# Only one layer of weights update, why?

I create a NN with one hidden layer, so I have two tensor of weights.
Then I train it, so I expect the weights to update. The problem is that only the second set of weights updates, the first stays the same!
Why? I have tried different possible solutions, but nothing.

This is the code (I removed the imports and the dataset upload), I print “par” before training and after training, it is clear that the first set of weights did not change:

``````class NN1(nn.Module):
def __init__(self, D_1, D_2, H, D_out):
super().__init__()
self.flatten = nn.Flatten()
self.linear_relu_stack = nn.Sequential(
nn.Linear(D_1*D_2, H, bias=False),
nn.ReLU(),
nn.Linear(H, D_out, bias=False),
)

def forward(self, x):
x = self.flatten(x)
logits = self.linear_relu_stack(x)
return logits

model = NN1(28, 28, 756, 10)
par = list(model.parameters())
print(par)

def train_loop(model, training_data, batch_size, eta, epochs):

optimizer = torch.optim.SGD(par, lr=eta)
loss = nn.CrossEntropyLoss()

for epoch in range(epochs):
for batch_idx, (X, y) in enumerate(train_dataloader):
ypred = model(X)
train_loss = loss(ypred, y)
if batch_idx % (6400/batch_size) == 0:
print(f'Epoch [{epoch + 1}/{epochs}] Batch [{batch_idx}/{len(train_dataloader)}] Training loss: {train_loss.item()}')

train_loss.backward()
optimizer.step()

return model

print(par)
``````

Just printing the parameter might not show enough decimals so clone the original parameter and subtract the updated one from it. Also check the gradients via the `.grad` attribute to see how small they are.

Thank you very much.

Unfortunately I have tried doing both things, but nothing. When I clone the original parameter and subtract the updated one from it I get a tensor of all 0, so they are perfectly equal I believe (and instead for the second set of parameters it’s different from 0).
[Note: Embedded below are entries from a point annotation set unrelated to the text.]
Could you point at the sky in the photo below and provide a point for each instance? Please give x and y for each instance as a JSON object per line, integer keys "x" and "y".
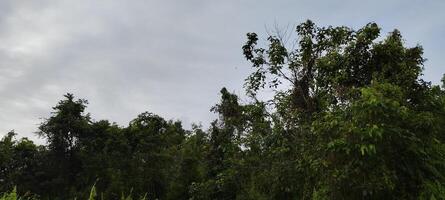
{"x": 166, "y": 57}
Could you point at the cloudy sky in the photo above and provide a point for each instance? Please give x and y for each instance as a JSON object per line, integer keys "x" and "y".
{"x": 166, "y": 57}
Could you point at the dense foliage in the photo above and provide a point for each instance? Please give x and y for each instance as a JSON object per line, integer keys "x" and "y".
{"x": 350, "y": 118}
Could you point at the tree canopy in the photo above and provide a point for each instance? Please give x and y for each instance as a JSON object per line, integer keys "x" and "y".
{"x": 350, "y": 118}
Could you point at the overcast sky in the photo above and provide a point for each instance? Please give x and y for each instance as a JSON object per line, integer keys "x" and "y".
{"x": 166, "y": 57}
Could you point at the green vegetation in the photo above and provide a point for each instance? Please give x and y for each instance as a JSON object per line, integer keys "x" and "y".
{"x": 350, "y": 119}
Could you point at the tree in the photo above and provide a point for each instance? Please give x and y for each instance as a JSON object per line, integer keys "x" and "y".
{"x": 361, "y": 121}
{"x": 64, "y": 130}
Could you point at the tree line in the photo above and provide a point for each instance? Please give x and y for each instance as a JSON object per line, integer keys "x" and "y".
{"x": 350, "y": 118}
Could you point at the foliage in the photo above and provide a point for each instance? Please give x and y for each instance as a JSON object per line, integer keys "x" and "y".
{"x": 350, "y": 118}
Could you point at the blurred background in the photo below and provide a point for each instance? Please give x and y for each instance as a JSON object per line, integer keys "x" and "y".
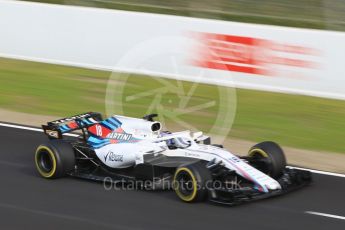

When I print the gradients during the training loop they appear to be exactly 0 (I don’t know if there is an approximation that I can’t see, but I don’t think so).

PROBLEM SOLVED
By reading some other posts I understood the problem. Actually there was not really a problem. When I was printing the gradients and/or the weights, the output was clearly truncated, and the part which I was seeing was simply not updated, but other parts which I was not seeing where being updated.